SHARE Opinion: Sorry, Chicago, but we have to break up

Dear Chicago,

Now that Valentine’s Day is past, I’m going to be blunt. I love you but I think we have to break up. It goes back to that morning when I stood on a line for an hour and a half in a cold rain with my 8thgrader and my two younger children to gain the privilege of simply seeing Jones College Prep.

It is unconscionable to make people wait like this simply to get a glimpse of a good public school. I believe this is done on purpose to manufacture frenzy — as if we were waiting to see a new baby dolphin at the Shedd.

That was more than a year ago. I am still outraged over a system that had 16,000 applications from children across the city for 3,200 spots last year. This is emotionally damaging to children and their families. It’s also insulting to the democratic spirit behind public education. According to Crain’s Chicago Business, 15 percent of those who didn’t get a spot left the system entirely. That’s a lot more break-ups.

My husband and I both live and work in Chicago, and have served this city through our professional lives as emergency room physician and professor for 27 years. We are urban parents who believe in diversity and vibrant city spaces. But we also love our kids and we don’t want to sacrifice their formative years to your ineptitude.
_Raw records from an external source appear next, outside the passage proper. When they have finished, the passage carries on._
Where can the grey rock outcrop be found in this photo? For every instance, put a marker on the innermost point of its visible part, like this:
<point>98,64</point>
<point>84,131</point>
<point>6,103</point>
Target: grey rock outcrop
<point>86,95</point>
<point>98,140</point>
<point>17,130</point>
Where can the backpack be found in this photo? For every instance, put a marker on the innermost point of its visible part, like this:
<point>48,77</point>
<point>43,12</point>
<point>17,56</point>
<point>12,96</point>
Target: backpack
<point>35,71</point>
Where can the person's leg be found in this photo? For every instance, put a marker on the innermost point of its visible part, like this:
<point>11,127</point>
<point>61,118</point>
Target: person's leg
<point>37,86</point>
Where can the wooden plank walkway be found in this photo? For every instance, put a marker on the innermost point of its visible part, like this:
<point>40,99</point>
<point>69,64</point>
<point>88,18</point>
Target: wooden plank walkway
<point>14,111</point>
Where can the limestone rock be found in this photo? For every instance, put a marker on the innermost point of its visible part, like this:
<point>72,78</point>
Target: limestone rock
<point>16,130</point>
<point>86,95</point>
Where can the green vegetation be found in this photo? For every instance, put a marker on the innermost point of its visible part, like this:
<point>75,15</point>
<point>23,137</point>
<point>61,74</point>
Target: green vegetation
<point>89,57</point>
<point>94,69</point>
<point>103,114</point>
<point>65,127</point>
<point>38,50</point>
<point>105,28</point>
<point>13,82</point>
Yes, you tried to kiss and reassure me, dear Chicago. Ald. Ameya Pawar came to talk at my children’s private elementary school. He was eloquent regarding the need for parents like us to send our children to neighborhood schools because it is only through involved children and their families that local schools will improve and become truly viable options. And I agree.
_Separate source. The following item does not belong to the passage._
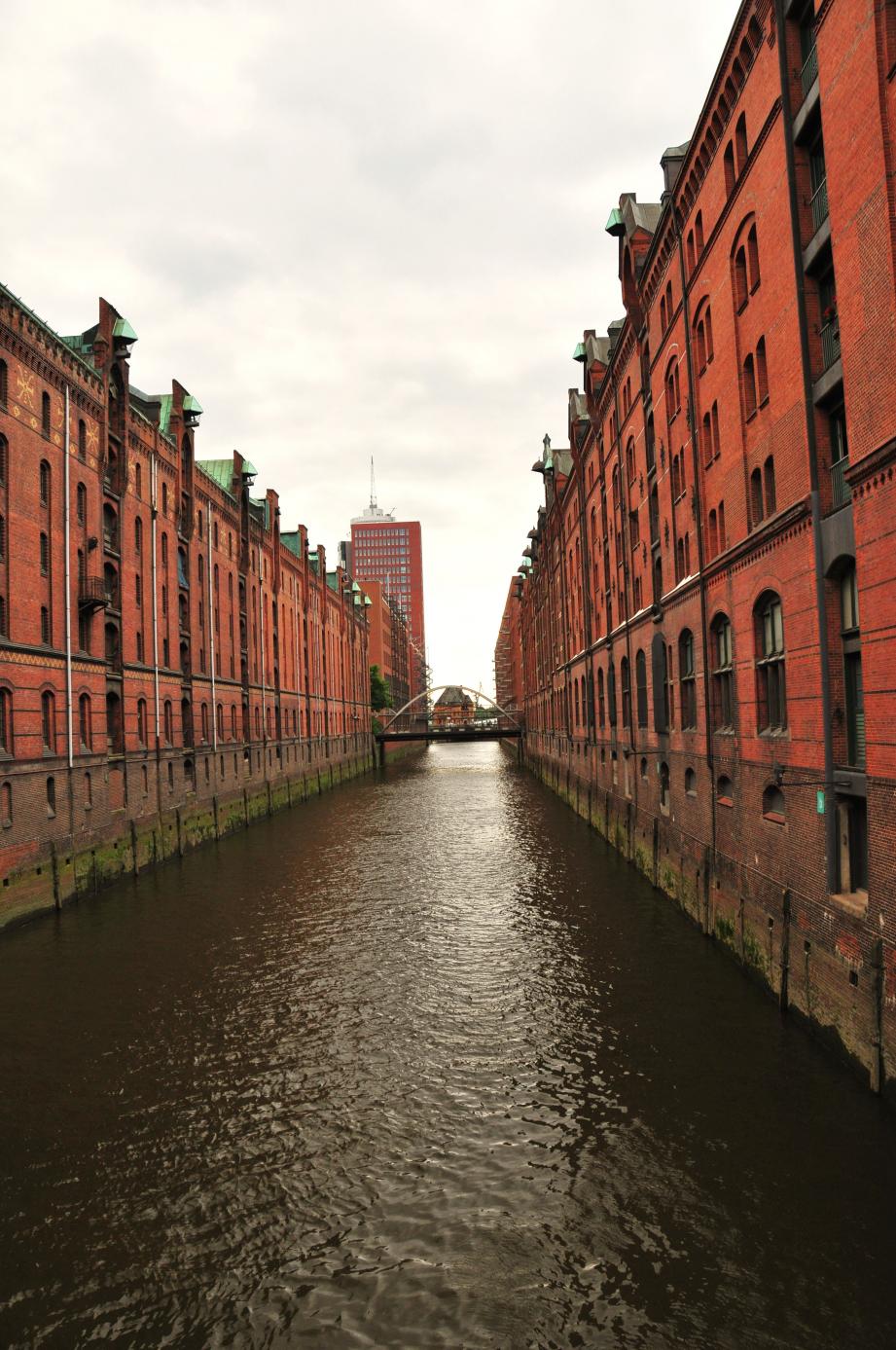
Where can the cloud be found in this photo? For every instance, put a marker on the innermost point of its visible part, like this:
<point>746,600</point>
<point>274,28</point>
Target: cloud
<point>352,230</point>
But you keep siphoning off the most talented students and creating selective enrollment silos. I think these elite academies are a horrible idea. Yet after that wait in the rain, my child got into one, and we sent him. Considering the frenzy, how could he imagine anything else? I want to send my children to a neighborhood high school, I believe in them, but I couldn’t do it. Right now, mine is unproven terrain. I don’t want to be a pioneer.

And let’s be honest — I’d be pioneering my way into a hole. You keep boasting about opening yet another selective enrollment high school. Each time, I fall for you again, at least briefly. It’s you who makes me feel my neighborhood school isn’t good enough. Look me in the eyes and tell me you really want better neighborhood schools.

Two weeks ago, Chicago, you announced more school cuts due to the ongoing budget and union impasses. The next day, I got a letter from the principal of the high school where my son goes asking us to make up the difference. Each family would only need to give $192.

I nearly reached right into my pocket to send off a check. I’m fortunate that I can. It’s for the kids, after all. But if I do that, it puts yet another Band-Aid on a failing system.

The only message regarding this crisis that rings true comes from the nonprofit parent group Raise Your Hand: We need sustainable funding. And my check works directly against that, because then you start to depend on me and build those expectations into your next budget. Stop with your smooth talk. Instead, Bruce Rauner, Rahm Emanuel and Forrest Claypool: Start talking to each other! Show us you can forge a plan that will carry us into the future.

Until then, I’m breaking up with you, Chicago. The romance is gone and I feel jilted. Yes, your restaurants are excellent, the energy of your streets is electric and you make my heart soar when I look down on you from a jet approaching O’Hare.

That’s the image I leave you with, Chicago, because the further that jet travels toward the suburbs, the more you make me want to keep heading there.

Sincerely,

Julie Bokser

Julie Bokser, who lives in Lakeview, is director of the First Year Writing Program at DePaul University, and a 2016 Public Voices Fellow of The Oped Project.